In strict cmf2 mode (see Section 6), tfhdDefaultSampleDuration, tfhdDefaultSampleSize, tfhdDefaultSampleFlags, and tfhdSampleDescriptionIndex are emitted unconditionally on the full chunk, even when they match trex.

9.1.1. Sample-size derivation

Let n = trunSampleCount and let P be the chunk's mdat-payload length (MOQT object length minus the framing already consumed). The receiver MUST derive sample sizes as follows:

  • If trunSampleSizes (ID 1) is present, it carries exactly n − 1 values. sample_size[i] = listed[i] for i in [0, n−1), and sample_size[n−1] = P − sum(listed). The receiver MUST NOT consult tfhdDefaultSampleSize, trex.default_sample_size, or any other source for sample sizes in this chunk.

  • Else if tfhdDefaultSampleSize (ID 6) is present, all n samples have that size.

  • Else if trex.default_sample_size is non-zero, all n samples have that size.

  • Else, when n == 1, the lone sample's size is P. When n > 1 and no size information is available the chunk is malformed and the receiver MUST reject it.

Correspondingly, when sample_count == 1 both trunSampleSizes and tfhdDefaultSampleSize MUST be omitted — the single sample's size is always P. When sample_count > 1 with uniform sizes the encoder MUST emit tfhdDefaultSampleSize (subject to the trex.default_sample_size equality rule) and MUST NOT emit trunSampleSizes; when sizes vary the encoder MUST emit trunSampleSizes with exactly n − 1 entries and MUST NOT emit tfhdDefaultSampleSize. Omitting the last sample size shaves one varint per chunk; using the default for uniform-size tracks (common for fixed-bitrate audio, e.g., AC-3) collapses n − 1 varints to one.
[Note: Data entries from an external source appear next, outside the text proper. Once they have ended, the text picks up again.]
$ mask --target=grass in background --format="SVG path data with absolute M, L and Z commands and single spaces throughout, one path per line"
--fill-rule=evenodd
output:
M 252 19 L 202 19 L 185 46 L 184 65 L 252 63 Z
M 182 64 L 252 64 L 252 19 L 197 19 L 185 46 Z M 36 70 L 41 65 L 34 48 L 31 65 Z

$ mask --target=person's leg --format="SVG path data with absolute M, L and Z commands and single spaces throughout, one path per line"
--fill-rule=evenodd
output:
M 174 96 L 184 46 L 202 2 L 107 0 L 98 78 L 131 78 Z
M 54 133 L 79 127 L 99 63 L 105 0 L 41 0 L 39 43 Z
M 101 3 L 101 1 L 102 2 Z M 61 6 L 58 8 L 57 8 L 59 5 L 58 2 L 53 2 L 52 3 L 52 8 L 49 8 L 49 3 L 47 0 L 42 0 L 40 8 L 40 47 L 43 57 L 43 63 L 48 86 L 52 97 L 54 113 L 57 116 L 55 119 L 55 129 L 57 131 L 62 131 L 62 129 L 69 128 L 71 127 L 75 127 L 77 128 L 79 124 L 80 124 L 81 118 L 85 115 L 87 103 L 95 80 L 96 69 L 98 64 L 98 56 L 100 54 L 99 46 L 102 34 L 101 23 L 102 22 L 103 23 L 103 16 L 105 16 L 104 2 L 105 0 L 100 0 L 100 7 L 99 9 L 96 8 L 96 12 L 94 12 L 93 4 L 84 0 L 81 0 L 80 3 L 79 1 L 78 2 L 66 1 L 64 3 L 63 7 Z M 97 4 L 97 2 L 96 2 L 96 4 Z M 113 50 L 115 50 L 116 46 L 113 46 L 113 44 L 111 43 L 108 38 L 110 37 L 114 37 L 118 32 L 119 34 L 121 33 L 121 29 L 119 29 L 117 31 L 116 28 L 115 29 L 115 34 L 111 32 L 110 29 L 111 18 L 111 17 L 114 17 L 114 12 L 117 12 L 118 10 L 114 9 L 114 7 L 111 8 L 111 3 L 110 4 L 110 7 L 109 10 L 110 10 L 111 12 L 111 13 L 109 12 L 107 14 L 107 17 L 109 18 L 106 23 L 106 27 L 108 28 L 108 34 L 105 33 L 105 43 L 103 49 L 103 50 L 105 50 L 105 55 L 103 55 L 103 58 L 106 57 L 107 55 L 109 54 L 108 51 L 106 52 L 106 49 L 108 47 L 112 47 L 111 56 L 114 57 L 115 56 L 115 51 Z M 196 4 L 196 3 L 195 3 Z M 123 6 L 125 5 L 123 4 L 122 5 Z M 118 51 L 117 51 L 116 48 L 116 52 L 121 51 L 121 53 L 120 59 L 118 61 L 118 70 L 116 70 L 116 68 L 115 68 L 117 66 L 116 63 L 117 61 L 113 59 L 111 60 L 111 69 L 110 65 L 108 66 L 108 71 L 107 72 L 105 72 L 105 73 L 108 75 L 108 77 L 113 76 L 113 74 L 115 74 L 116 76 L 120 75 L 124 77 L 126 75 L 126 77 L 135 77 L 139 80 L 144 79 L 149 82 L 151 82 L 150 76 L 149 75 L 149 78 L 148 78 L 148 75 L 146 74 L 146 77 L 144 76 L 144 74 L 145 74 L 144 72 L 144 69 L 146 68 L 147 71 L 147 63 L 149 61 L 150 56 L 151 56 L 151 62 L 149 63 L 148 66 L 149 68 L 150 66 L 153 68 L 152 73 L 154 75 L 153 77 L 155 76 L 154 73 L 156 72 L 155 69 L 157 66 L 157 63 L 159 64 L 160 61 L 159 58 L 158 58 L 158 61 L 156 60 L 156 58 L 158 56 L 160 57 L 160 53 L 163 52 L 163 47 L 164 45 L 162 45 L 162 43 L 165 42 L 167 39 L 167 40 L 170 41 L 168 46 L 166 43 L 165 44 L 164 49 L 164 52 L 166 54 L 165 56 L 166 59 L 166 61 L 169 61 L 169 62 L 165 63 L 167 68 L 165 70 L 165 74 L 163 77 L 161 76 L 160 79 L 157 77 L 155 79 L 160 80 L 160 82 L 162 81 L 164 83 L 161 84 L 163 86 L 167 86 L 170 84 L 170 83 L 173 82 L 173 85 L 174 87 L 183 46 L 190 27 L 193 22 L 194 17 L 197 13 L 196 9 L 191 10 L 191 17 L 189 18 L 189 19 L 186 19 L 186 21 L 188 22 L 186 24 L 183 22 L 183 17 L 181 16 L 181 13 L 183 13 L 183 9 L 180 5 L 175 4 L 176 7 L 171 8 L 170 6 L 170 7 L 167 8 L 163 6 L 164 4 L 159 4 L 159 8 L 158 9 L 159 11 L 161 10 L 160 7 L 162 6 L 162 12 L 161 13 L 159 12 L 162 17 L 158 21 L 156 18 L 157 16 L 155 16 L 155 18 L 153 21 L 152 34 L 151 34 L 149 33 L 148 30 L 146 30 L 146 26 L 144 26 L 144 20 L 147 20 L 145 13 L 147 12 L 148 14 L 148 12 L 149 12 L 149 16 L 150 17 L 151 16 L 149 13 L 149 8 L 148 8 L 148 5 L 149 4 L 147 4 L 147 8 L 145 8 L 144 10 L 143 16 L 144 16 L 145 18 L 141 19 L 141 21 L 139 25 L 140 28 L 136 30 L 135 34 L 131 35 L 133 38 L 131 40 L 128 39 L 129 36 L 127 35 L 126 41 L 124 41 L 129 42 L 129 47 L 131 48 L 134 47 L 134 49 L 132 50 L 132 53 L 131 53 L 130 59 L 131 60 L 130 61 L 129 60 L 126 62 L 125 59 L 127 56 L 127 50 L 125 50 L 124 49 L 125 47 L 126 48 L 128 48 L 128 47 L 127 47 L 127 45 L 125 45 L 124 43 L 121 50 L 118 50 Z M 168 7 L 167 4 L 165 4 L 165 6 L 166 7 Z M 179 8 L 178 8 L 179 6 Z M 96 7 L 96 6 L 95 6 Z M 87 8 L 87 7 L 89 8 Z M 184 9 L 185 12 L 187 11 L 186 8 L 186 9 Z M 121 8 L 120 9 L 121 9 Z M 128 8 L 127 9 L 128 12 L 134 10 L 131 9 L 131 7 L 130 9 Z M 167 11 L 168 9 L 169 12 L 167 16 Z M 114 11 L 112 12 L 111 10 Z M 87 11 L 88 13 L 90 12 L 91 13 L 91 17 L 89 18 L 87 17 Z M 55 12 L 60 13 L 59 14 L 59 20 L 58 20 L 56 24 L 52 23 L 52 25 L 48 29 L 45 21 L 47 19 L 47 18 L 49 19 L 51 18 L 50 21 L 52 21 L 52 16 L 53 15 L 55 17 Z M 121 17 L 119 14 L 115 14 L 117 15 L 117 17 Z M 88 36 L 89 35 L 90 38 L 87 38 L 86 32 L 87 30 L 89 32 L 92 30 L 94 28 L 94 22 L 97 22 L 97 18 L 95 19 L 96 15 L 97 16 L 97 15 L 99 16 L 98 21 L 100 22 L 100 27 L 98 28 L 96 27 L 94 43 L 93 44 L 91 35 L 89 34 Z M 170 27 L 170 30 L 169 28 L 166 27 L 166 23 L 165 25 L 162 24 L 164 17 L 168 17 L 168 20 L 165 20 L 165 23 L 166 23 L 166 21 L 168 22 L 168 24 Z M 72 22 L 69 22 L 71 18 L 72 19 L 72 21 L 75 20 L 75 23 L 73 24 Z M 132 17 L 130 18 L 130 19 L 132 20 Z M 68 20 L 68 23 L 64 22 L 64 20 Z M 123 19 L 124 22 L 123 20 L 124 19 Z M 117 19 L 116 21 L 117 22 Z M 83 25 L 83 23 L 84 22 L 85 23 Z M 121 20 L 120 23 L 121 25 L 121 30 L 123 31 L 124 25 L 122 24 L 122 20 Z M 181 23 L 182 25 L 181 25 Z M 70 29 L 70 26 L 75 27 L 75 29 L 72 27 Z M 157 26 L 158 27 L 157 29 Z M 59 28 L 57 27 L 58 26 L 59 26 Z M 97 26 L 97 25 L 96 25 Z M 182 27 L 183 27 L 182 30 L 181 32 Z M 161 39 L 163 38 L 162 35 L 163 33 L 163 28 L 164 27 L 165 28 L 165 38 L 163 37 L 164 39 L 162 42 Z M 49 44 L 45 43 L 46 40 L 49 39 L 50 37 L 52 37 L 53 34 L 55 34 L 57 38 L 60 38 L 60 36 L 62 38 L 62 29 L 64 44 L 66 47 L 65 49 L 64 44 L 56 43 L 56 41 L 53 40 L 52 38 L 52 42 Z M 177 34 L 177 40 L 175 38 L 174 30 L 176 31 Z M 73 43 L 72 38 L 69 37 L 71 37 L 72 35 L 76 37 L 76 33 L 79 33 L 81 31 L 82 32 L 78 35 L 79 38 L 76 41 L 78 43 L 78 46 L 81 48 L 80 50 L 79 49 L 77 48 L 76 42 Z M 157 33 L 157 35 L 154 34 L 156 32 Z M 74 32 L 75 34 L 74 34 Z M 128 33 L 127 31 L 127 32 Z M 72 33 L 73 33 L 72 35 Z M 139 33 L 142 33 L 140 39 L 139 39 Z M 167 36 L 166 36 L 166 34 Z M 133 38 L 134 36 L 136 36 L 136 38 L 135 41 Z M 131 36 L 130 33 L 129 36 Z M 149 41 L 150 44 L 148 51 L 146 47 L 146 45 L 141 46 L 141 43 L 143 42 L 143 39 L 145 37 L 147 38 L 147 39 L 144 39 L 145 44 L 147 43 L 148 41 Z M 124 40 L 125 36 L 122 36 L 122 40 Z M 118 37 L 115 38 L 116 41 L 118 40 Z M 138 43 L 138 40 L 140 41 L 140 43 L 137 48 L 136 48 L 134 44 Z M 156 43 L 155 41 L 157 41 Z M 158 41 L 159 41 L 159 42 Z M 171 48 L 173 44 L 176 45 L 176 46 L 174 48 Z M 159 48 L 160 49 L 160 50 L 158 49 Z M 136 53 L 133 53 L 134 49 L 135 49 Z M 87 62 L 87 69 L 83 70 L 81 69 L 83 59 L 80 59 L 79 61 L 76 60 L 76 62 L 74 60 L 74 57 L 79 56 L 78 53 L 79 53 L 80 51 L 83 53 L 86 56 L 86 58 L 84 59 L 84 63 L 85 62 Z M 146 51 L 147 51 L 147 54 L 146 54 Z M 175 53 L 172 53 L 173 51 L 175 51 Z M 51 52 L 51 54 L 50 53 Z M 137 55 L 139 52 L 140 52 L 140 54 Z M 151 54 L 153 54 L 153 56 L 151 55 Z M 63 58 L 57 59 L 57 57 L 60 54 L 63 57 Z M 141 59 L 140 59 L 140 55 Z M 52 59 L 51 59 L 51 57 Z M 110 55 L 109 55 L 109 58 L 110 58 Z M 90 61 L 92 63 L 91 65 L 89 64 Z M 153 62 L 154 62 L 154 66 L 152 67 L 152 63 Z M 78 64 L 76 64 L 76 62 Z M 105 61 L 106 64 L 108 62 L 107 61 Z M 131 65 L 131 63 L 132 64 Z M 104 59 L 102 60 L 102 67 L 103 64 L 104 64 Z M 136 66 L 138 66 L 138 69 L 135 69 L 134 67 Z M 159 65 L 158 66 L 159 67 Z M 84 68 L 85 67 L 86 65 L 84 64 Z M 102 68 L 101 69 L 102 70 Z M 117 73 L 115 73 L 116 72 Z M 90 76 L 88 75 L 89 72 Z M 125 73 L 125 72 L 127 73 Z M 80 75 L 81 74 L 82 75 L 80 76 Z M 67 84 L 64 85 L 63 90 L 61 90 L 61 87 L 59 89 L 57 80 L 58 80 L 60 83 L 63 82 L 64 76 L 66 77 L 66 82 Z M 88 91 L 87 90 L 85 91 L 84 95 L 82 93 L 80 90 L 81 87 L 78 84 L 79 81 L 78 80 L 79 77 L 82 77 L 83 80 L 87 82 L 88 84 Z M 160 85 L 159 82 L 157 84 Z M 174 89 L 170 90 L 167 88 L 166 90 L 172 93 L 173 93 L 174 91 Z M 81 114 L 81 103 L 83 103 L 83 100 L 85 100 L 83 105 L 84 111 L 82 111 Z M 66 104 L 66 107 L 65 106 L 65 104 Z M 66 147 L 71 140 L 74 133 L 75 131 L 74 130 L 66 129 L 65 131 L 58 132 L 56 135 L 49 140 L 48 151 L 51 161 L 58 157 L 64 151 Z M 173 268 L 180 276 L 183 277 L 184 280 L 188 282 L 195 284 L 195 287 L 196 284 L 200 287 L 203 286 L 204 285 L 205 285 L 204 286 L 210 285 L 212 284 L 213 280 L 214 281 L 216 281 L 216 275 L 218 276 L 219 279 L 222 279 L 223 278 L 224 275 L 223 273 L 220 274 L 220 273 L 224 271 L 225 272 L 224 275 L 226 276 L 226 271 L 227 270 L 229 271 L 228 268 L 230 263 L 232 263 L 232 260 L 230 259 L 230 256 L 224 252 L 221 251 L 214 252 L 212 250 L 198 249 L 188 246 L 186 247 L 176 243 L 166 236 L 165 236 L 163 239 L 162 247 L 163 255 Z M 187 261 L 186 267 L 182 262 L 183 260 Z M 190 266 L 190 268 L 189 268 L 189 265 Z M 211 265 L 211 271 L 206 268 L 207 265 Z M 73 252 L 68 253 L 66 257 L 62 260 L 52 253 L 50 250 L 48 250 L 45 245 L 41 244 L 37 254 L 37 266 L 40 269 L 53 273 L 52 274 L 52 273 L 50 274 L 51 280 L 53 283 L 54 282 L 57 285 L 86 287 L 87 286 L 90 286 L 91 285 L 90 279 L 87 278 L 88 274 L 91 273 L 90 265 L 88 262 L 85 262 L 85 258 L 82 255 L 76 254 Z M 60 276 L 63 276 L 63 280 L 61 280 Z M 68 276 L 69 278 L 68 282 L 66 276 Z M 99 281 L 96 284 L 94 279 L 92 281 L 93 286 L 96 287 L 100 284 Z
9.2. Emission rules for prft / styp / emsg fields

stypBrandList is emitted iff the source CMAF chunk preceded its moof with a styp box. When omitted, the receiver produces no styp in the reconstructed chunk.

prft fields (18, 20, 22, 24) are emitted iff the source CMAF chunk preceded its moof with a prft box, subject to the per-field defaults described in Section 8.2 (encoders MAY omit prftVersion when it is 1 and prftFlags when it is 0). All emitted values are absolute.
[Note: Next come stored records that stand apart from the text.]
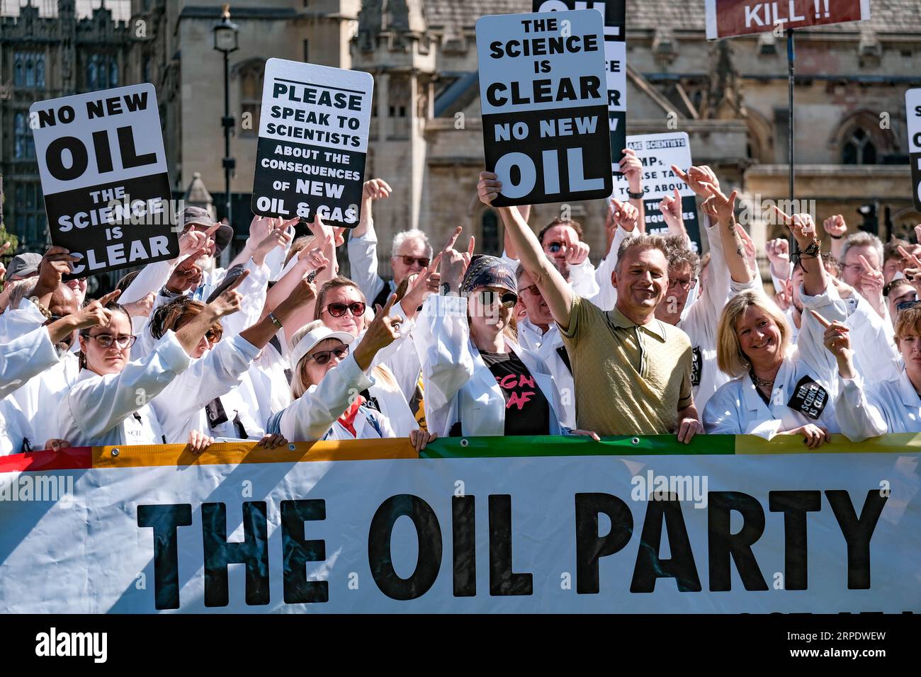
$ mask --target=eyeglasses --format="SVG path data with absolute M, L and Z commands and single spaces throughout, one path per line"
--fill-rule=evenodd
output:
M 133 336 L 128 333 L 122 333 L 117 337 L 112 336 L 111 333 L 90 333 L 87 335 L 87 338 L 95 339 L 100 348 L 108 348 L 111 346 L 112 344 L 115 344 L 122 350 L 130 348 L 137 340 L 137 336 Z
M 401 254 L 400 258 L 403 260 L 403 265 L 413 265 L 414 262 L 418 262 L 419 265 L 421 265 L 423 268 L 427 268 L 428 263 L 431 261 L 431 259 L 428 259 L 425 256 L 423 257 L 403 256 L 402 254 Z
M 326 307 L 330 315 L 334 318 L 341 318 L 345 314 L 345 311 L 350 311 L 355 317 L 360 318 L 365 314 L 365 304 L 361 301 L 355 301 L 354 303 L 331 303 Z
M 307 356 L 314 360 L 318 365 L 325 365 L 330 361 L 330 359 L 332 359 L 333 355 L 339 359 L 343 359 L 346 355 L 348 355 L 348 346 L 344 344 L 338 348 L 332 348 L 331 350 L 318 350 L 316 353 Z
M 697 286 L 697 278 L 696 277 L 692 277 L 689 280 L 682 280 L 682 279 L 679 279 L 678 277 L 670 277 L 669 278 L 669 288 L 670 289 L 674 289 L 675 286 L 677 286 L 678 285 L 681 285 L 682 286 L 682 289 L 684 289 L 685 291 L 687 291 L 688 289 L 694 289 L 695 286 Z
M 484 289 L 483 291 L 477 292 L 476 298 L 484 306 L 492 306 L 495 303 L 496 298 L 498 298 L 498 299 L 502 302 L 502 305 L 506 308 L 512 308 L 516 303 L 518 303 L 518 294 L 512 291 L 506 292 L 502 296 L 499 296 L 491 289 Z

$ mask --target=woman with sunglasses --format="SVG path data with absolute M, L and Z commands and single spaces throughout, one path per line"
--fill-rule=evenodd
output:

emsgList is emitted iff the source CMAF chunk preceded its moof with one or more v1 emsg boxes. See Section 12 for the record format.

10. Delta LOCMAF Chunk Encoding

A LocmafDeltaHeader carries only the differences between the current CMAF chunk's head and the most recently received full chunk in the same MOQT group.
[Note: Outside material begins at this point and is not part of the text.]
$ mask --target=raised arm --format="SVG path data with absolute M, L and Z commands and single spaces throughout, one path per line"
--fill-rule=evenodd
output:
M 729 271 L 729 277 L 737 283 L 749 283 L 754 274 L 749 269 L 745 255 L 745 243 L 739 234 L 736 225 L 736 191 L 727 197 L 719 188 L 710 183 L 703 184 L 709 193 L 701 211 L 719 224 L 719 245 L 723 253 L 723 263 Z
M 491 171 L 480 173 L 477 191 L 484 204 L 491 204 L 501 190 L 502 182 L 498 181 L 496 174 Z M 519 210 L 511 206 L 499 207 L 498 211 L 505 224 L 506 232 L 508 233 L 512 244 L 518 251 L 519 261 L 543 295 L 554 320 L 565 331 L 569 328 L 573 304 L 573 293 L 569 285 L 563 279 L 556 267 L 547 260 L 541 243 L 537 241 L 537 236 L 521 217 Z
10.1. Field value encoding

Each emitted field's value is interpreted relative to its kind:

Table 9
Kind Wire encoding Reconstruction
scalar (even ID) zigzag varint (see Section 7.4) of current_value − previous_value current = previous + delta
list (odd ID) zigzag varint (see Section 7.4) per element, concatenated; element delta = current[i] − previous[i] element-wise sum with the previous list
raw bytes (odd ID) full new bytes verbatim overwrite previous bytes

The "previous value" for each field is the effective value used in the reconstruction of the previous LOCMAF chunk in the same group (or, after a mid-group LocmafFullHeader, the previous chunk starting from that re-anchor).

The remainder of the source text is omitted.